That, however welcome, is only to lay the foundations. We have allowed cities to enlarge and to devour resources as wastefully as they devour people. Cities mean many things. One image that comes to mind is the perennial problem of the ghetto and gang cultures. Then there is overcrowded housing, and air pollution and a lack of recreational space. There are cracks in the concrete where wild grasses grow.

Cities also provide economic and social opportunities that can unlock human potential. An ideal city is the garden city. The Greenwood Plan of the 1929-31 Labour government was never able to fulfil its dream. All that remains are some well-built streets here and there in garden city style, palimpsests of Arthur Greenwood’s dream. The call for its revival even now is not too late.
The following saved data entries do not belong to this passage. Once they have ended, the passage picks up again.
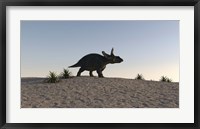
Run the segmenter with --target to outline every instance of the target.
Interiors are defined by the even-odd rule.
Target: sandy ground
[[[87,76],[43,81],[22,78],[22,108],[179,107],[179,83]]]

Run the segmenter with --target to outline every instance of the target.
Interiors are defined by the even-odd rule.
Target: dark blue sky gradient
[[[88,53],[106,51],[124,59],[104,76],[134,78],[141,73],[179,81],[179,21],[21,21],[21,76],[60,73]],[[70,69],[76,75],[77,69]],[[83,74],[88,74],[84,72]]]

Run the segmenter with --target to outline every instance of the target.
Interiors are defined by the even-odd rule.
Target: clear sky
[[[124,62],[108,64],[105,77],[179,81],[179,21],[21,21],[21,76],[46,77],[102,51]],[[79,68],[69,68],[73,75]],[[88,71],[82,75],[89,75]],[[94,72],[94,75],[97,75]]]

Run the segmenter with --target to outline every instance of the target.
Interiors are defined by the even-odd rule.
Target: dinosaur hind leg
[[[84,71],[84,69],[83,68],[80,68],[79,69],[79,71],[78,71],[78,73],[77,73],[77,76],[81,76],[81,73]]]

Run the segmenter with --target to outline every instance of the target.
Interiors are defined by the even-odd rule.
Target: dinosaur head
[[[115,56],[113,51],[114,51],[114,49],[112,48],[110,55],[105,53],[104,51],[102,51],[102,54],[111,64],[121,63],[123,61],[123,59],[120,58],[119,56]]]

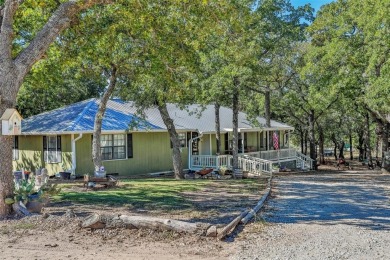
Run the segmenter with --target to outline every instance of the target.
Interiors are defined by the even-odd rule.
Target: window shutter
[[[229,150],[229,133],[225,133],[225,151]]]
[[[46,136],[43,136],[43,150],[47,150]]]
[[[127,158],[133,158],[133,134],[127,134]]]
[[[43,136],[43,161],[47,162],[47,138],[46,136]]]
[[[13,149],[19,149],[19,136],[14,136],[14,147]]]
[[[61,151],[61,136],[57,136],[57,151]]]

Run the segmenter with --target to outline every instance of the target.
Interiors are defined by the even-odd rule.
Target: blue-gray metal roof
[[[66,107],[58,108],[22,121],[22,133],[83,133],[93,132],[99,101],[89,99]],[[134,114],[124,113],[107,106],[102,121],[102,132],[124,131],[134,122],[139,130],[156,130],[158,126],[145,122]]]
[[[58,108],[22,121],[22,134],[66,134],[91,133],[94,128],[94,119],[99,106],[98,99],[88,99],[66,107]],[[201,133],[215,132],[214,106],[190,105],[182,110],[174,104],[167,105],[169,114],[177,130],[192,130]],[[164,131],[166,126],[157,108],[144,111],[145,119],[136,116],[136,107],[133,102],[124,102],[119,99],[109,100],[102,121],[102,132],[133,131]],[[197,113],[202,111],[202,113]],[[221,131],[231,131],[232,110],[226,107],[220,109]],[[241,131],[264,128],[265,119],[258,117],[260,127],[252,126],[247,115],[240,112],[238,116]],[[292,127],[271,121],[271,129],[293,129]]]

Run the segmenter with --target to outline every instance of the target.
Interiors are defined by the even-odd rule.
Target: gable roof
[[[66,107],[48,111],[22,121],[22,134],[70,134],[92,133],[94,119],[100,100],[88,99]],[[215,112],[213,105],[202,108],[199,105],[190,105],[185,110],[175,104],[167,104],[171,118],[178,131],[198,131],[200,133],[215,132]],[[144,111],[145,119],[138,117],[134,103],[120,99],[109,100],[102,121],[102,132],[131,131],[166,131],[167,128],[157,108]],[[231,131],[232,110],[226,107],[220,109],[221,131]],[[246,114],[240,112],[239,129],[258,129],[246,119]],[[259,124],[264,127],[265,119],[258,117]],[[292,127],[271,121],[272,129],[293,129]]]
[[[19,118],[22,118],[22,116],[19,114],[19,112],[14,108],[7,108],[4,111],[4,114],[1,116],[0,120],[9,120],[11,117],[16,113],[16,116]]]

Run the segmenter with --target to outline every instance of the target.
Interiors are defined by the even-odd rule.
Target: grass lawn
[[[61,187],[62,192],[54,197],[54,202],[172,211],[197,209],[197,202],[202,204],[202,201],[206,202],[211,197],[215,197],[215,202],[232,196],[245,198],[255,195],[260,198],[265,180],[131,179],[121,180],[118,187],[96,191],[86,191],[79,184],[78,187],[75,184],[62,184]]]

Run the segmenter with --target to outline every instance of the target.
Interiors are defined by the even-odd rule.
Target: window
[[[187,133],[178,133],[180,147],[187,147]]]
[[[133,139],[131,134],[127,136],[127,142],[127,153],[129,156],[128,158],[132,158]],[[102,160],[126,159],[126,135],[101,135],[100,151],[102,153]]]
[[[14,136],[12,144],[12,160],[19,160],[19,136]]]
[[[43,157],[46,163],[60,163],[61,154],[61,136],[48,135],[43,137]]]
[[[264,148],[266,142],[267,142],[266,136],[264,135],[264,132],[261,132],[260,133],[260,148]]]
[[[196,137],[198,137],[197,132],[187,132],[187,144],[191,139]],[[192,141],[192,154],[193,155],[199,154],[199,138]]]
[[[177,136],[179,137],[179,143],[180,147],[187,147],[187,133],[177,133]],[[171,148],[173,148],[172,141],[171,142]]]

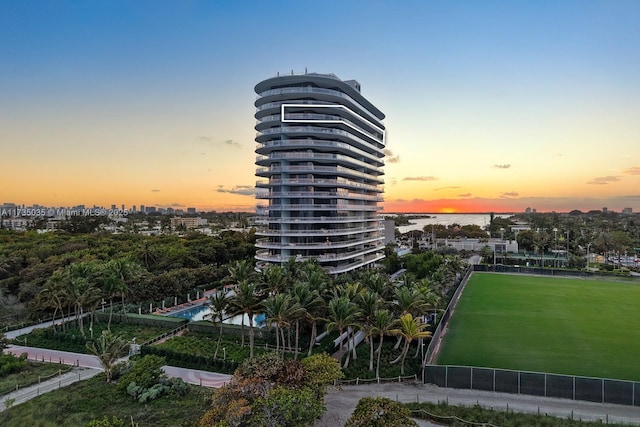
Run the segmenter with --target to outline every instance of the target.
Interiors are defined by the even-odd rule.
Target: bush
[[[14,356],[13,354],[0,353],[0,378],[14,372],[20,372],[27,367],[26,355]]]
[[[363,397],[344,427],[417,427],[409,409],[386,397]]]
[[[118,388],[123,391],[129,389],[129,384],[135,383],[143,389],[151,388],[166,378],[162,367],[166,365],[163,357],[148,355],[130,361],[130,369],[118,381]]]

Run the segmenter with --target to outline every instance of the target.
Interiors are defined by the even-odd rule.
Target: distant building
[[[187,208],[187,213],[188,214],[195,214],[196,213],[196,208]]]
[[[384,244],[396,243],[396,222],[392,219],[384,220]]]
[[[175,217],[171,218],[171,229],[175,230],[178,227],[184,227],[188,230],[198,227],[198,220],[200,218],[194,217]]]
[[[198,228],[204,225],[207,225],[208,221],[206,218],[200,218],[200,217],[192,217],[192,216],[188,216],[188,217],[174,217],[171,218],[171,229],[175,230],[176,228],[183,226],[184,228],[188,229],[188,230],[192,230],[194,228]]]
[[[631,215],[633,214],[633,208],[623,208],[622,213],[625,215]]]
[[[604,208],[602,208],[602,213],[606,214],[609,212],[609,208],[607,208],[606,206]]]

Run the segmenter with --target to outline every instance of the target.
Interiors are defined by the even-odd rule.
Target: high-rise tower
[[[332,274],[384,258],[384,114],[355,80],[278,75],[258,83],[259,265],[315,258]],[[259,212],[260,213],[260,212]]]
This is so much better than resources squandered on triumphalist urban towers that promise to become the ruined monuments of an empire that collapsed in hubris. And as it collapsed the starving people fled to the countryside in search of food, shelter and peace.

Of course that is the extreme scenario. But consider the steady drift out of London that has taken place for decades. This is especially true westward. The pattern of migration is discernible but rarely acknowledged in public discussion. The significant division between the multicultural conurbations and the more traditional shires raises some problematic questions that we barely have the vocabulary to answer. Certainly there are the crude, emotional reactions [that motivate some to leave the city]. A paucity of informed responses enables manipulative populists to articulate a divisive case. What we need is a case for harmony and co-operation between urban and rural life, stressing agreed mutual dependencies and the common sense of integrity and community. If we are ever to resolve the critical division between the country and the city it will be achieved only with the will to do so. Dismissal of vast areas and populations as marginal and irrelevant engenders resentment that will find a voice we shall not wish to hear.